When you sign a personal guarantee, it may be “limited” or “unlimited.” The difference depends on the extent of your liability and how long the guarantee applies.

Unlimited personal guarantee

If you sign an unlimited guarantee, then you’re obligated to repay the loan in full, including fees and interest. Some lenders require business owners to pledge their personal assets, such as a home, as collateral.

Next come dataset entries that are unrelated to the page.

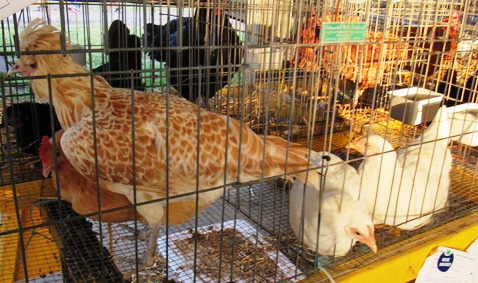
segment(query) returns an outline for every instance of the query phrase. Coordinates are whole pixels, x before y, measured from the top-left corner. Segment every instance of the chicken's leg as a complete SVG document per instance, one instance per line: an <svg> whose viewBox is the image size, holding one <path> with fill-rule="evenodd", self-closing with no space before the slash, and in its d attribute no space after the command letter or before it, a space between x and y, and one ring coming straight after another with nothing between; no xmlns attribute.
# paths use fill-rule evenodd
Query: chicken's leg
<svg viewBox="0 0 478 283"><path fill-rule="evenodd" d="M159 260L160 262L163 262L163 263L166 262L166 259L156 254L156 248L158 246L157 241L158 241L159 230L161 228L161 225L156 224L156 225L150 225L149 227L150 227L150 231L146 241L147 243L146 253L144 255L143 261L138 265L138 272L153 266L156 260ZM136 270L133 269L129 272L126 272L123 276L125 279L129 279L131 275L135 273L136 273Z"/></svg>

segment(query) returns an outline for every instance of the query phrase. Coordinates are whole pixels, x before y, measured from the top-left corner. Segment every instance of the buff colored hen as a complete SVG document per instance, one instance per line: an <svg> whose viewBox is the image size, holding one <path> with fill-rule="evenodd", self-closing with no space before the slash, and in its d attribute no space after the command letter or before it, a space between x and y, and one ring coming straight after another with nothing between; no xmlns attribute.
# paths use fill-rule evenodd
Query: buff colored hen
<svg viewBox="0 0 478 283"><path fill-rule="evenodd" d="M343 256L357 241L377 252L372 218L356 199L356 170L328 152L312 152L310 159L324 180L320 188L299 179L292 186L289 221L299 241L321 255Z"/></svg>
<svg viewBox="0 0 478 283"><path fill-rule="evenodd" d="M232 184L296 172L318 186L318 178L304 173L310 165L302 149L180 97L112 88L63 56L60 40L56 27L31 22L20 36L21 51L50 52L22 55L9 73L43 76L31 85L37 100L48 100L51 89L67 159L85 177L98 176L101 186L138 204L151 229L140 268L154 263L166 216L187 221Z"/></svg>

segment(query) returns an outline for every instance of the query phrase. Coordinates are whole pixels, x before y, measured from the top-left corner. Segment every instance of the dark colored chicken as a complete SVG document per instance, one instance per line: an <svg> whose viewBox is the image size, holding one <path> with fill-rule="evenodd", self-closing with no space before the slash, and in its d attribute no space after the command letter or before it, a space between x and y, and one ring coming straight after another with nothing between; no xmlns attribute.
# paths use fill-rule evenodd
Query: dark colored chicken
<svg viewBox="0 0 478 283"><path fill-rule="evenodd" d="M207 8L192 18L177 18L165 25L146 25L148 52L170 68L169 83L195 102L213 97L227 85L242 60L242 44L229 17ZM178 69L180 68L180 69Z"/></svg>
<svg viewBox="0 0 478 283"><path fill-rule="evenodd" d="M141 39L130 34L126 25L115 20L108 30L108 46L120 49L109 53L109 62L95 69L94 73L103 76L112 87L144 90L141 81ZM125 49L125 50L121 50ZM130 71L133 70L133 79Z"/></svg>
<svg viewBox="0 0 478 283"><path fill-rule="evenodd" d="M52 106L53 107L53 106ZM23 152L38 155L42 136L51 136L53 125L55 131L61 129L55 111L45 103L22 102L7 107L3 124L15 128L16 143Z"/></svg>

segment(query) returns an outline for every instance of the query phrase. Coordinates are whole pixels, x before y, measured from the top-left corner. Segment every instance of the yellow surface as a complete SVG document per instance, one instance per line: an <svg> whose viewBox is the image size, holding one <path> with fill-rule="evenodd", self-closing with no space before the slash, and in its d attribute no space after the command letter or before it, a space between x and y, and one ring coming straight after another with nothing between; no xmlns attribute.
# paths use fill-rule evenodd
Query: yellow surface
<svg viewBox="0 0 478 283"><path fill-rule="evenodd" d="M40 277L61 270L59 250L48 227L31 228L44 222L40 208L34 204L45 197L54 196L54 191L41 180L16 184L15 190L11 186L0 188L0 233L8 233L0 236L0 282L23 280L25 275L15 198L24 229L23 245L28 277Z"/></svg>
<svg viewBox="0 0 478 283"><path fill-rule="evenodd" d="M355 264L345 269L355 271L334 279L342 283L410 282L416 279L426 257L433 254L438 246L466 250L477 237L478 213L475 213L387 247L385 251L379 250L368 260L362 258L354 260ZM374 263L363 266L371 260ZM344 266L338 268L344 269ZM330 273L334 274L334 269L331 269ZM328 282L322 273L317 273L301 282L319 281Z"/></svg>

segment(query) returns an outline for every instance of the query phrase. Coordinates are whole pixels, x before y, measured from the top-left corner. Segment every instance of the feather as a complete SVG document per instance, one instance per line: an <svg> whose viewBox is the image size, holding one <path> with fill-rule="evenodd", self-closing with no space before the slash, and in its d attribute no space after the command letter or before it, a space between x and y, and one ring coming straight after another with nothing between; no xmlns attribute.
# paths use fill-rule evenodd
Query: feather
<svg viewBox="0 0 478 283"><path fill-rule="evenodd" d="M423 134L398 152L378 135L352 142L351 148L365 155L358 172L374 223L413 230L446 206L452 166L449 135L443 106Z"/></svg>

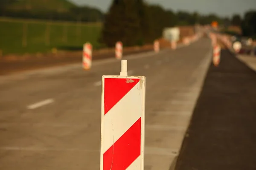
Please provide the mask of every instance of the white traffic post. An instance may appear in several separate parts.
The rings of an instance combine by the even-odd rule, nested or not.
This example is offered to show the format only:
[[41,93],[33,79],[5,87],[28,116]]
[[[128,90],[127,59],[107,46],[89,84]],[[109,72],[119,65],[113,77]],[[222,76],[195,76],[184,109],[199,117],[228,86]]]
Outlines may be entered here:
[[128,75],[122,60],[102,91],[100,170],[144,170],[145,77]]
[[175,41],[172,41],[171,42],[171,47],[173,50],[175,50],[177,48],[177,43]]
[[154,50],[156,53],[159,52],[160,50],[159,42],[157,40],[155,40],[154,42]]
[[116,58],[121,59],[122,57],[122,43],[118,41],[116,43]]
[[218,66],[221,61],[221,47],[216,45],[213,47],[212,62],[215,66]]
[[90,70],[92,66],[93,46],[87,42],[84,45],[83,48],[83,66],[85,70]]
[[233,44],[233,48],[237,53],[240,52],[242,44],[239,41],[236,41]]
[[187,37],[185,37],[182,39],[183,44],[186,45],[189,45],[189,39]]

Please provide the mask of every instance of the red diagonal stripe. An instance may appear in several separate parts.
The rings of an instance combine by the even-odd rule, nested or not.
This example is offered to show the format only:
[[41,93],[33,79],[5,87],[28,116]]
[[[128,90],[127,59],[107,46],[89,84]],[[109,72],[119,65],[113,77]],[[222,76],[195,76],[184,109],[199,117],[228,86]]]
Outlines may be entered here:
[[103,154],[103,170],[126,170],[140,155],[141,125],[140,118]]
[[140,81],[126,82],[130,79],[105,78],[104,88],[104,115],[106,114]]
[[89,59],[90,59],[91,58],[91,57],[89,55],[88,53],[85,52],[83,52],[83,54],[84,54],[84,57],[85,57],[85,58],[87,58]]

Limited personal guarantee

A limited personal guarantee limits your obligation to just a portion of the loan if the business defaults. For example, the guarantor might be released from liability when: 

  • The loan balance or loan principal drops below a certain level 
  • The business pays off a certain dollar amount or a certain percentage of the loan plus interest and other costs
  • A certain amount of time has passed

What to look for in a personal guarantee

Before signing a personal guarantee, look for these red flags:

  • Guarantee conversion: In some cases, a clause in the loan agreement allows the lender to convert a limited guarantee to an unlimited personal guarantee. 
  • ‘Bad boy’ clause: Sometimes known as “carve-outs,” these kick in when the borrower does something illegal or unethical. For example, the negative action could trigger a guarantee conversion.
  • Vague language: You expose yourself to risk if any language in the contract could be interpreted in more than one way. 
  • Continuing guarantee: These apply to any future contracts you have with that lender. Ask your lawyer whether these seem reasonable, based on the language in the contract.
  • Joint and several guarantees: These clauses make all business owners equally liable for the debt. So if your business defaults on the loan, the lender could come after you for the full amount of what’s owed even if other partners (and not you) gave a personal guarantee.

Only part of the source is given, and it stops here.